According to Manuela, 17, “I joined the boxing club because I didn’t want to hang around in the streets. Boxing helps us to feel more calm – its not just boys who feel anger! In the project we get to meet new people, go places outside the favela. Normally we wouldn’t have those chances.”

Figueiredo, who organises citizenship classes and teaches conflict resolution techniques, holds that the participation of girls has really changed the nature of group discussions. Topics that before were off-limits or uncomfortable in an all-male setting, like adolescent pregnancies and violence against women, are now much more open and productive.

Girls in the boxing club are quite candid about the women and girls’ roles in armed violence in favela communities.(3) Many girls like to go out with armed drug traffickers to feel “less poor,” they say, even though they are expected to play a support role in hiding and carrying both drugs and guns, as well as serving as a contact ‘outside’ should the trafficker go to jail. Some girls do engage directly in drug trafficking – “the gerente de boca [drug sales point manager, an armed function] here is a woman,” according to the girls – but in general, women are considered “too wild or too emotional” by the upper ranks in the organised armed groups to handle weapons.

A recent news report confirmed that the numbers of young women involved in organised armed violence is cause for concern: youth detention facilities in São Paulo registered a 106.4% increase among female inmates between Febrary of 2001 and 2004. Although young men are still the majority of those in youth detention facilities, the numbers in this group increased by 49.3%, or less than half that of girls.
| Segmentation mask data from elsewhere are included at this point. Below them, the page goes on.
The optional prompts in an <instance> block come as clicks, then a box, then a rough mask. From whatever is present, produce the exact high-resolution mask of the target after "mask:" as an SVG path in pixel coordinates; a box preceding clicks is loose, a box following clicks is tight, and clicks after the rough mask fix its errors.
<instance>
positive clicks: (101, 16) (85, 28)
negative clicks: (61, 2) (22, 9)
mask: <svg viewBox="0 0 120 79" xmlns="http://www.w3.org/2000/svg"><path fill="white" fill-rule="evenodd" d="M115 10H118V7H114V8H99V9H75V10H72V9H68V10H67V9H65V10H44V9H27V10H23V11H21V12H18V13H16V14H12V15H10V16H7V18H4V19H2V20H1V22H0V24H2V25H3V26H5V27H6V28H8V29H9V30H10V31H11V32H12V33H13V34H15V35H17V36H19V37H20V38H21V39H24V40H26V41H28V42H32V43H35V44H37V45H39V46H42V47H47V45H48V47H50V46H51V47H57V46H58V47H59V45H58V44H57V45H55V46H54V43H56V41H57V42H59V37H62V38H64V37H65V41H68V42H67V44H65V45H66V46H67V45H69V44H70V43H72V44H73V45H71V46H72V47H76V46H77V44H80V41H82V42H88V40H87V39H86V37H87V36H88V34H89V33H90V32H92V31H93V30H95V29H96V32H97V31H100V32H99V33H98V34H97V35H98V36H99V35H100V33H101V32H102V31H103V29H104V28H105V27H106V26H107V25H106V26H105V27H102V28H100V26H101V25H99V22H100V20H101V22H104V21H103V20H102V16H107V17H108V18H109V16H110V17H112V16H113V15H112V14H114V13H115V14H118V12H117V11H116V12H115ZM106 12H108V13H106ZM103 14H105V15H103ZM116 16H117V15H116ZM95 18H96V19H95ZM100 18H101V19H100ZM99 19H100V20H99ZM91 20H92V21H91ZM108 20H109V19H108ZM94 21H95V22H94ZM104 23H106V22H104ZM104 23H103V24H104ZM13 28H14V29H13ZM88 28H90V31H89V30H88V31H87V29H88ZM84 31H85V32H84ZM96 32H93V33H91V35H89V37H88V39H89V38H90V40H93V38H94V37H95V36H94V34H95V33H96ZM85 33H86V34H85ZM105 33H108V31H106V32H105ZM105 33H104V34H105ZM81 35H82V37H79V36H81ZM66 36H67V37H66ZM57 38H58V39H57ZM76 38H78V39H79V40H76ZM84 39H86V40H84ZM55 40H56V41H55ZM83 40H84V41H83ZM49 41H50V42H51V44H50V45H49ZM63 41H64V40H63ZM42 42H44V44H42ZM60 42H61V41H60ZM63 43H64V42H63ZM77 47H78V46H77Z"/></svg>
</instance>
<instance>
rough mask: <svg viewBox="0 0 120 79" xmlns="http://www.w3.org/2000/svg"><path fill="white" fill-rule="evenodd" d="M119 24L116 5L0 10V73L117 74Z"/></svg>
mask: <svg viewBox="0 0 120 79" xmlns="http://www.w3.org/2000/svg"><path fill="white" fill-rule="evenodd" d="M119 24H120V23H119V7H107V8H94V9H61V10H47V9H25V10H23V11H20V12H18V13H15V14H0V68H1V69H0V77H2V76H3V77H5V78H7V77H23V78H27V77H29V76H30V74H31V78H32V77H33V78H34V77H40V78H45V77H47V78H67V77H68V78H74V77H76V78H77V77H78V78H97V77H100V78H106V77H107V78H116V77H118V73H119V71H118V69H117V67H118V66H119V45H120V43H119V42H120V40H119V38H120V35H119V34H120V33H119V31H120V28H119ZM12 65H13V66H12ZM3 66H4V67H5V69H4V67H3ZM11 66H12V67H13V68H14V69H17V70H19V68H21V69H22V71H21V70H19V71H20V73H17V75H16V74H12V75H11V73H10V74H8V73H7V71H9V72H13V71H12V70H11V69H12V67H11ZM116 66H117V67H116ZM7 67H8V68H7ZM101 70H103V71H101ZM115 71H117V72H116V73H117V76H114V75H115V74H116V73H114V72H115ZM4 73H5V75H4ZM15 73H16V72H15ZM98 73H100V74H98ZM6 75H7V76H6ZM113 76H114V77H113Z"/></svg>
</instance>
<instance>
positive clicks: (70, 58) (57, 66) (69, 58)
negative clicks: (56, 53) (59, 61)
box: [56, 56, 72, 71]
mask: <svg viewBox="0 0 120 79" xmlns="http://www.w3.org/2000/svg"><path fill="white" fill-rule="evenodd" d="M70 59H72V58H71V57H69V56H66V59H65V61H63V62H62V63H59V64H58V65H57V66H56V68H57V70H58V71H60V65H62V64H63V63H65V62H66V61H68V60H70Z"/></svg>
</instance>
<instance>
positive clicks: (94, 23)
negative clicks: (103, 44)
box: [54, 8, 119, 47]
The main difference, according to the article, appears to be in drug trafficking: 19.7% of the girls in 2003 were imprisoned on charges relating to this offense. Among boys, this percentage was 11.8%. (4)

Girls train separately from the boys, but they do spar with gloves in the ring. Their first competition was scheduled to occur mid-April but had to be cancelled at the last minute for lack of female competitors trained to fight with them.

By Jessica Galeria
For more information: www.vivario.org.br

(1) According to official health states compiled by ISER/Viva Rio, about 40,000 people a year are killed by firearms in Brazil. In Rio de Janeiro in 2001, 65% of external deaths among young men 15-29 years of age were gun-related.
(2) For more information about the Fight for Peace (in Portuguese, Luta pela Paz ) project, see www.lutapelapaz.org.br
(3) All quotes from focus group 21 January with Fight for Peace girls aged 14-23. Specific attributions that would identify the speaker have been deliberately left out.
(4) Folha de São Paulo, 21 March, 2004.